Teen survivor recalls horrifying details of ambush in Mexico that killed 9 originally appeared on abcnews.go.com
A 13-year-old boy hailed as a hero in the wake of last week’s deadly ambush in Mexico is speaking out for the first time about the horrors he witnessed that day.
Devin Langford said the last thing his mother said to him before she was fatally shot was “get down right now.”
“She was trying to pray to the lord, and she was trying to start the car up to get out of there,” Devin said in an interview Monday on “Good Morning America.”
His mother, Dawna Langford, and his younger brothers, Trevor, 11, and Rogan, 2, were among the nine women and children killed in the gruesome Nov. 4 attack.
“They just started hitting [the] car first, like with a bunch, a bunch of bullets. Just start shooting rapidly at us,” he said. “The car didn’t work. So she was just trying right there, starting the car as much as she could, but I’m pretty sure they shot something so the car wouldn’t even start.”
“Afterward, they got us out of the car, and they just got us on the floor and then they drove off,” he added.
Devin, who was unharmed in the attack, walked about 14 miles seeking help after hiding his injured siblings in the bushes and covering them with branches. He said the shooters had long guns and he feared for his life the entire time.

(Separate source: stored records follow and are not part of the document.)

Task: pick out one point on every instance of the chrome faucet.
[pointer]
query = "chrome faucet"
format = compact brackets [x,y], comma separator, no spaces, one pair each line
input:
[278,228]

(MORE: American father speaks out for the 1st time since deadly Mexican ambush)
As he made the trek for help, he said he wondered “if there was anybody else out there trying to shoot me or following me” and he thought about “my mom and my two brothers that died.”
The family was ambushed by a heavily armed group while traveling from the town of Bavispe in Sonora state to Galeana in Chihuahua state between 9:30 a.m. and 1 p.m. local time, according to Mexican authorities. The family members were U.S. citizens but lived in a Mormon community, called La Mora, in the Mexican border state of Sonora.
The area where the attack took place — less than 100 miles from the Arizona border — is of territorial dispute by several cartels, and it’s possible the family’s convoy of cars was mistaken for one of them, authorities said.